# Kareem Rush



## #7 (Jun 7, 2002)

Rush impressive, unlikely to last

Bob Young
The Arizona Republic
Jun. 15, 2002

While it appears to be a sure thing that the Suns will take a big forward with the No. 9 pick in the June 26 draft, the direction the club will go with the 22nd pick they obtained from Boston is not so clear.


The club brought in another group of prospects Friday, including Missouri guard Kareem Rush. A terrific shooter, the left-handed Rush will likely be available when the Suns pick ninth but is not expected to be there when the club drafts at 22.

Still, it can't hurt to hope.

"He shoots it very easily out to three-point range," Suns coach Frank Johnson said. "He has a nice stroke. You don't see a lot of motion in his shot."

The knock on Rush is that he doesn't appear willing to drive into traffic.

"Hell, when you can shoot like that, why go in there and get abused?" Johnson said.




I really hope the Pacers take Kareem Rush.


----------



## Damian Necronamous (Jun 10, 2002)

*Rush*

Rush is overrated. Everyone thinks he's so damn good. He'll either be a reasonable player, or a bust. Trust me, he won't be a star.


----------



## #7 (Jun 7, 2002)

A reasonable player is all that he needs to be he does not have to be star.


----------



## absolutebest (Jun 10, 2002)

*MR. X*

There has been All-Stars that weren't lotto picks...

I think Rush would have an impact to similar to Richard Jefferson in Jersey or Mo Pete in Toronto. I've played against/watched Kareem since he was 14. He's a winner, and he'll be a hell of a player. A starting 2G in this league.


----------



## truebluefan (May 27, 2002)

*Re: Rush*



> Originally posted by *Mr. X *
> Rush is overrated. Everyone thinks he's so damn good. He'll either be a reasonable player, or a bust. Trust me, he won't be a star.

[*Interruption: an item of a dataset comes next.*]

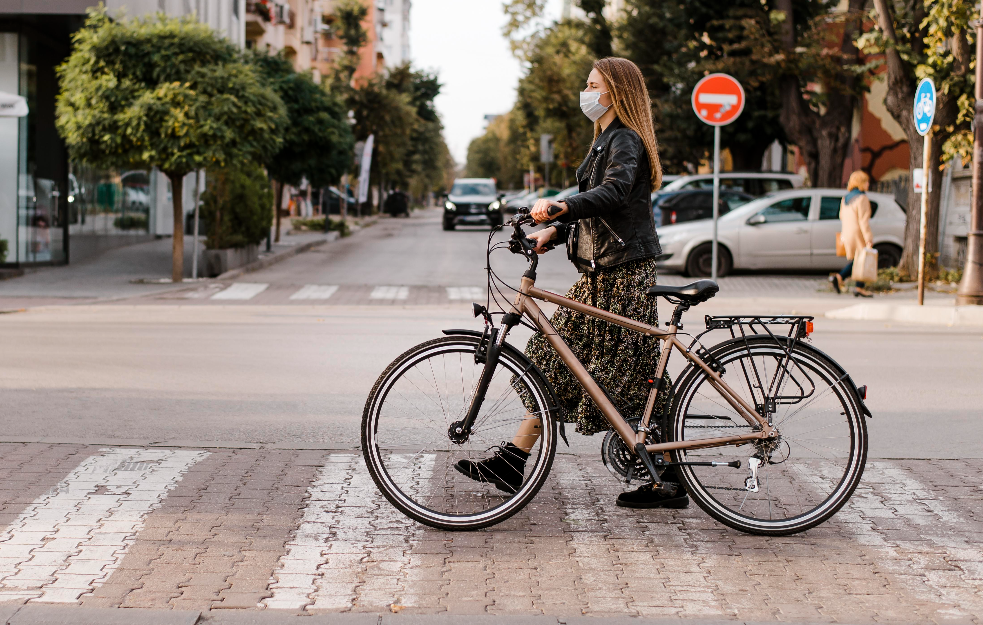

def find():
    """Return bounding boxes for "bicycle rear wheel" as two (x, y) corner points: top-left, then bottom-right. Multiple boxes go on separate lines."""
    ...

Ok Mr X. this sounds like a good debate. Now, Rush is not going to be a star because???........finish it please. Tell us WHY he wont be a star. Tell us WHY he might be a bust. You go around from team to team and put down players saying they suck or stink and wont be stars. Well tell us why! We would like to know. You said trust you, so tell us why we should trust you.


----------